Re: [PATCH 1/2] KVM: x86: Synthesize at most one PMI per VM-exit

Like Xu <like.xu.linux@xxxxxxxxx> · Mon, 25 Sep 2023 15:33:51 +0800

On 23/9/2023 3:21 am, Sean Christopherson wrote:
On Fri, Sep 22, 2023, Jim Mattson wrote:
On Fri, Sep 22, 2023 at 11:46 AM Sean Christopherson <seanjc@xxxxxxxxxx> wrote:

On Fri, Sep 01, 2023, Jim Mattson wrote:
When the irq_work callback, kvm_pmi_trigger_fn(), is invoked during a
VM-exit that also invokes __kvm_perf_overflow() as a result of
instruction emulation, kvm_pmu_deliver_pmi() will be called twice
before the next VM-entry.

That shouldn't be a problem. The local APIC is supposed to
automatically set the mask flag in LVTPC when it handles a PMI, so the
second PMI should be inhibited. However, KVM's local APIC emulation
fails to set the mask flag in LVTPC when it handles a PMI, so two PMIs
are delivered via the local APIC. In the common case, where LVTPC is
configured to deliver an NMI, the first NMI is vectored through the
guest IDT, and the second one is held pending. When the NMI handler
returns, the second NMI is vectored through the IDT. For Linux guests,
this results in the "dazed and confused" spurious NMI message.

Though the obvious fix is to set the mask flag in LVTPC when handling
a PMI, KVM's logic around synthesizing a PMI is unnecessarily
convoluted.

To address Like's question about whether not this is necessary, I think we should
rephrase this to explicitly state this is a bug irrespective of the whole LVTPC
masking thing.

And I think it makes sense to swap the order of the two patches.  The LVTPC masking
fix is a clearcut architectural violation.  This is a bit more of a grey area,
though still blatantly buggy.

The reason I ordered the patches as I did is that when this patch
comes first, it actually fixes the problem that was introduced in
commit 9cd803d496e7 ("KVM: x86: Update vPMCs when retiring
instructions"). If this patch comes second, it's less clear that it
fixes a bug, since the other patch renders this one essentially moot.

Yeah, but as Like pointed out, the way the changelog is worded just raises the
question of why this change is necessary.

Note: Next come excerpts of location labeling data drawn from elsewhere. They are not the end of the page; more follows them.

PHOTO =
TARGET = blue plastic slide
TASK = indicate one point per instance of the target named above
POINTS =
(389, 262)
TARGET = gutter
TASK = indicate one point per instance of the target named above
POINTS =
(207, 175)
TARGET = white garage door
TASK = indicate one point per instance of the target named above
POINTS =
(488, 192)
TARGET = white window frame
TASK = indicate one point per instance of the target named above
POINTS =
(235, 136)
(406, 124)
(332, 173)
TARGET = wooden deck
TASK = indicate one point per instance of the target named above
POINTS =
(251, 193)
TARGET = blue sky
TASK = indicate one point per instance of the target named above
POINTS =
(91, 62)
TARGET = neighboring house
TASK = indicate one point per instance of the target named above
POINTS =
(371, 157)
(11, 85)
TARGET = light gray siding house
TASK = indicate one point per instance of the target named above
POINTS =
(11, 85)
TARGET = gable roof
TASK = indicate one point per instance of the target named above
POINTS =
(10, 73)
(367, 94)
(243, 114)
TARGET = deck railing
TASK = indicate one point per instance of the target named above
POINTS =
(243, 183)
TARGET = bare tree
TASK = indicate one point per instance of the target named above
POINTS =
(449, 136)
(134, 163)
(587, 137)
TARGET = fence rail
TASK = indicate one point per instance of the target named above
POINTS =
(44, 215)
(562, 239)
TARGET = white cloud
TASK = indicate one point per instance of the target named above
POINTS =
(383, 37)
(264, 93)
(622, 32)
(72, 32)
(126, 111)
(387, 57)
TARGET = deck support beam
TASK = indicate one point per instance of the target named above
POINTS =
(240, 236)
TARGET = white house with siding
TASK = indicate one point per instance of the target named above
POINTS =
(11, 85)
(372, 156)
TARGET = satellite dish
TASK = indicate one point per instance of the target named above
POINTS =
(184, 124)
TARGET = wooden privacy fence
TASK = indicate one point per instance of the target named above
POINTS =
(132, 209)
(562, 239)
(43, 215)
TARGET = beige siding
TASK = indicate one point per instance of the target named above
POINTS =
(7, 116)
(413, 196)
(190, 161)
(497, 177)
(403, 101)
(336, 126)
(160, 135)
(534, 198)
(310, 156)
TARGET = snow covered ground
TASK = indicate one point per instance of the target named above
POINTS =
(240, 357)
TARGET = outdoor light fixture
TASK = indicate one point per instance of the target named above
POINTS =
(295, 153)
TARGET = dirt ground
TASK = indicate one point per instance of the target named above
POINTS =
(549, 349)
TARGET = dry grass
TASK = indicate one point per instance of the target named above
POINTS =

I think we should tag them both for stable.  They're both bug fixes, regardless
of the ordering.

In the semantics of "at most one PMI per VM exit", what if the PMI-caused
vm-exit itself triggers a guest counter overflow and triggers vPMI (for
example, at this time the L1 guest is counting the number of vm-exit events
from the L2 guest), will the latter interrupt be swallowed by L0 KVM ? What
is the correct expectation ? It may be different on Intel and AMD.